If a soul takes so much to be realized, how priceless it must be. If Lecrivain is correct in saying the alchemical process is evolutionary, then it’s not an automatic, consciousness-from-accident, impersonal evolution. Anyone who really considers prehistoric cave paintings can see that the keenness of those early humans has been quite underestimated. How complex and persistent are human minds! Every individual (whether a boulder-person or pebble-person) has a chance to effect major changes in her- or himself and the world – and beyond. As an outspoken anti-utopian I usually wince at most reformative/progressive spiels, but I dig the idea of tending our own gardens: refining ourselves and promoting healthy metaphysical harvests so that positive things can happen on at least a local scale, perhaps creating an aggregate “awakening” to cosmic glory. The Virtual Tablet of Irma Tre has stirred and reinvigorated my thoughts on this stuff. For that I’m grateful.
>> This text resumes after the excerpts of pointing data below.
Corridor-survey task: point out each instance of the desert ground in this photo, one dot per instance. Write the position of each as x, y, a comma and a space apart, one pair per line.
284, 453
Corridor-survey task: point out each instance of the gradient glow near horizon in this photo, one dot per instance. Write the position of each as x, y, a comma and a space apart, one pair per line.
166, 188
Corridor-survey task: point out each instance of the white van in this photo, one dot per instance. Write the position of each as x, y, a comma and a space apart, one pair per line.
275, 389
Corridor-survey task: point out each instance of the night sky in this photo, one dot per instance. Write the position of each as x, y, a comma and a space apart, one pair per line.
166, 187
I’ve addressed some of my favorite parts, but honorable mentions are due to “Egg,” “Hermaphrodite,” and “Fixation,” which contains this brilliant, enviable line: “Soon,/you’ll be asleep,/and when you awake,/you’ll always be a sleep.” A poem called “Geber” also caught my eye since I’m familiar some Geber and False-Geber. The best line in the poem: “He’s the pharmacist/who regales you/with tales of what happens/to the unwary who mix/SSRIs with chardonnay.” And “King” features an arousing pre-coupling of the King, “a man among men” with a crowned “rooster-shaped pompadour,” and an expectant Pre-Raphaelite-wet-dream Queen. She “manifests beyond the pale:/a vision in virginal blue negligee,” and “[h]is staff is at the ready.” (Is it getting hot in this review, or is it just me?)
The Virtual Tablet of Irma Tre may be the best of what I’ve read of Lecrivain’s work. She has an enviable knack for being able to produce quality books in a wide subject range pretty regularly. This latest work inspired me to take a fresh look at magic, alchemy, shamanism and other rich but very misunderstood – even maligned – stuff. Lecrivain celebrates it all via transformative poetry, a craft she loves, a craft of love, a (forgive me)…lovecraft?
P.S.: The book’s title, The Virtual Tablet of Irma Tre, nods to The Emerald Tablet of Hermes Trismegisatus (the Thrice Great).